Não poderia ser, talvez, que ele ame tanto a destruição e o caos
(bem, é indiscutível que ele às vezes gosta muito, não há
dúvida) porque ele mesmo, instintivamente, teme atingir o objetivo e
concluir o edifício que estava construindo? Como os senhores podem
saber? Talvez ele ame o edifício somente de longe e não o ame de
perto; talvez ele ame apenas o ato de construí-lo, e não viver
nele, abandonando-o depois aos animaux
domestiques, como
formigas, carneiros, etc. Vejam como as formigas têm um gosto
completamente diferente. Elas têm edifícios extraordinários,
indestrutíveis para os séculos: os formigueiros.
As
veneráveis formigas começaram com um formigueiro e terminarão
também, provavelmente, com um formigueiro, o que muito honra sua
constância e sua natureza positiva. Mas o homem é um ser
inconstante e pouco honesto e, talvez, à semelhança do jogador de
xadrez, goste apenas do processo de procurar atingir um objetivo, e
não do objetivo em si. E quem sabe? Não se pode garantir, mas
talvez todo o objetivo a que o homem se dirige na Terra se resuma a
esse processo constante de buscar conquistar ou, em outras palavras,
à própria vida, e não ao objetivo exatamente, o qual,
evidentemente, não deve passar de dois e dois são quatro, ou seja,
uma fórmula, e dois e dois são quatro já não é vida, senhores,
mas o começo da morte. Pelo menos, o homem sempre teve um certo
temor desse dois e dois são quatro, e eu até agora tenho.
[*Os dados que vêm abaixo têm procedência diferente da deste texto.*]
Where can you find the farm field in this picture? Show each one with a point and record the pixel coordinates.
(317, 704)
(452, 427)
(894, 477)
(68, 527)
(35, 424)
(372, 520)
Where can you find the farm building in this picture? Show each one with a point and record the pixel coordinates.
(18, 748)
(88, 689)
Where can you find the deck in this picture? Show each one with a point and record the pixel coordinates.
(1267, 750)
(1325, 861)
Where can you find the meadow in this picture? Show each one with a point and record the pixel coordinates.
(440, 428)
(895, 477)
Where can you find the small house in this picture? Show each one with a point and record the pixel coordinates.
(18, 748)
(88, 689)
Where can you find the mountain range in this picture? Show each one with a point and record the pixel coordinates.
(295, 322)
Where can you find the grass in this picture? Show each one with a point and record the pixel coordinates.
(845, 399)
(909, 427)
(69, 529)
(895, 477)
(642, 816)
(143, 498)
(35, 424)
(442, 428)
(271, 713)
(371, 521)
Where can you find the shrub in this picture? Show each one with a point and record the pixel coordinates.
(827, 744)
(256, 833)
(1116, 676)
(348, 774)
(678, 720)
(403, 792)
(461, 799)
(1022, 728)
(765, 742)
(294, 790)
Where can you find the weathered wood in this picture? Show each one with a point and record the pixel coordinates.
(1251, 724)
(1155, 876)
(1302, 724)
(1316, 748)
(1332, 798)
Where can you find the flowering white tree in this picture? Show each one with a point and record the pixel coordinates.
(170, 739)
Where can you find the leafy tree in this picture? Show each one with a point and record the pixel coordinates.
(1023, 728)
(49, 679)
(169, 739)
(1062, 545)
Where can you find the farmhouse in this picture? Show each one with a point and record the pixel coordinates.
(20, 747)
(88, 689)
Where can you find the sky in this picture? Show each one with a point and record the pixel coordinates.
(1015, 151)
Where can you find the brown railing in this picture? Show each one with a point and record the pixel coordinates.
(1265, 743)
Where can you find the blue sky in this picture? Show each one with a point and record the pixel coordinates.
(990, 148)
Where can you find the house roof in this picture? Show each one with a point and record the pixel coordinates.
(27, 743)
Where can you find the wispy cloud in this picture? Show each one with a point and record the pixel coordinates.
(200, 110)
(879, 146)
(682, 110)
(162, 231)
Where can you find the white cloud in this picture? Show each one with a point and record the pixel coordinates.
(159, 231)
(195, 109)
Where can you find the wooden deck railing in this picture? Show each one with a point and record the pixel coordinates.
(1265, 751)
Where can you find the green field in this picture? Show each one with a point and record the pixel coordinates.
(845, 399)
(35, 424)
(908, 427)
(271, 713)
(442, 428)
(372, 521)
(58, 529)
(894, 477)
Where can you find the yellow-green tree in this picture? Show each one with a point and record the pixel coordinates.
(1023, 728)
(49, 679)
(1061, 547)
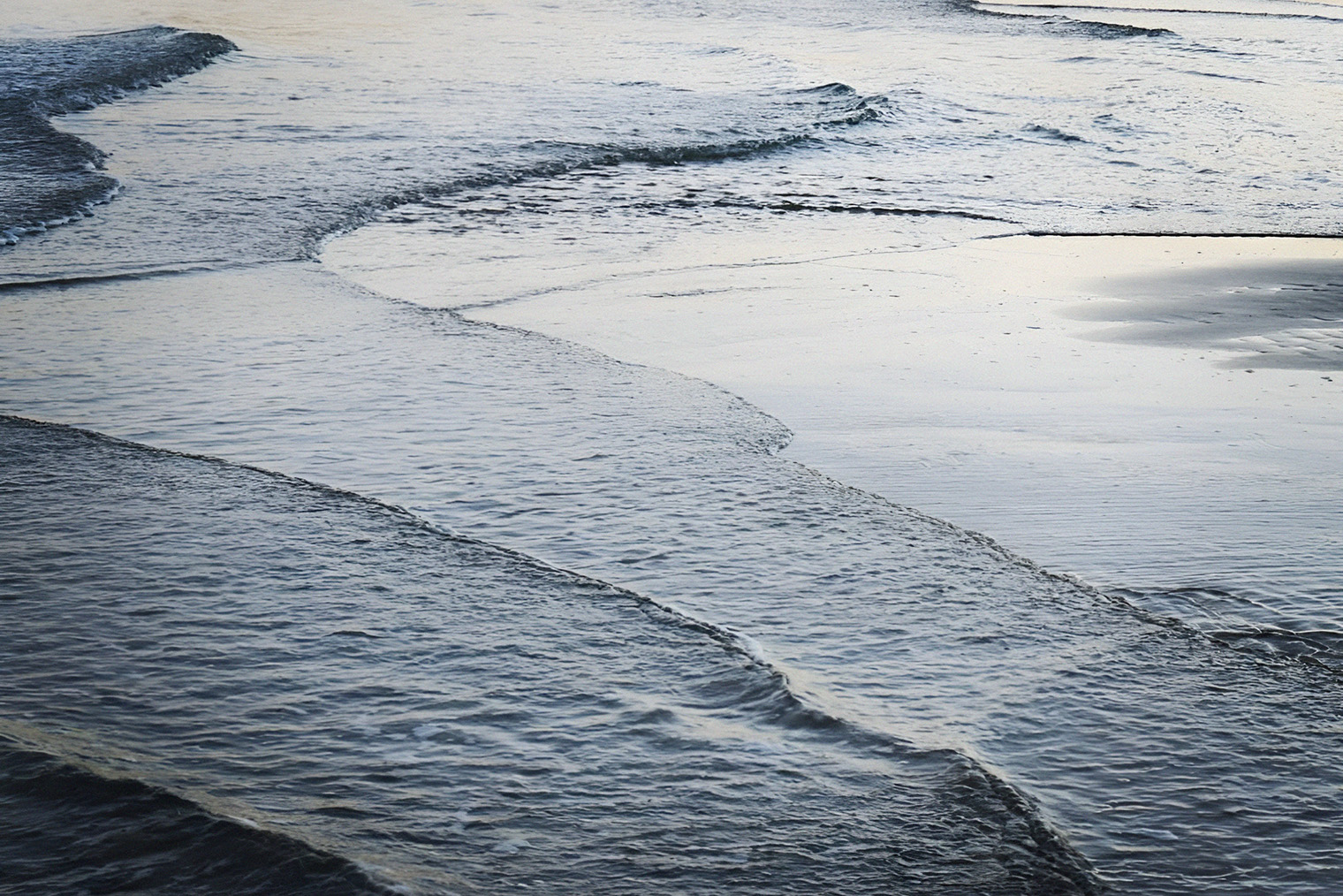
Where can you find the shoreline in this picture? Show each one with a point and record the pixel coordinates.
(1017, 386)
Suponhamos que o homem não faça outra coisa além de procurar esse
dois e dois são quatro, atravessando oceanos, sacrificando a vida
nessa busca, mas sou capaz de jurar que ele tem medo de encontrá-lo
realmente. Porque ele sente que, assim que o encontrar, não haverá
mais nada para procurar. Os trabalhadores, ao término do trabalho,
pelo menos recebem seu dinheiro e podem ir para o botequim e depois
podem acabar na delegacia – e têm, assim, ocupação para a
semana. Mas o homem para onde irá? Pelo menos, sempre se nota que
ele fica um pouco sem jeito quando consegue atingir algum desses
objetivos. Ele ama o processo de conseguir, mas atingir mesmo, nem
tanto, e isso, claro está, é terrivelmente engraçado. Em uma
palavra, o homem é constituído de modo cômico; em tudo isso, pelo
visto, há um jogo de palavras. Mas dois e dois são quatro é, de
qualquer modo, uma coisa extremamente insuportável. Dois e dois são
quatro, na minha opinião, é pura insolência. Dois e dois são
quatro olha para você com ar petulante, fica no meio do seu caminho
com as mãos na cintura e cospe pro lado. Concordo que dois e dois
são quatro é uma coisa excelente; porém, se é para elogiar tudo,
então dois e dois são cinco às vezes é também uma coisinha bem
encantadora.
E
por que os senhores estão assim tão firme e solenemente convencidos
de que apenas o que é normal e positivo, ou seja, o bem-estar, é
vantajoso para o homem? A razão não estará cometendo um erro
quanto às vantagens? Quem sabe o homem ame não apenas o bem-estar?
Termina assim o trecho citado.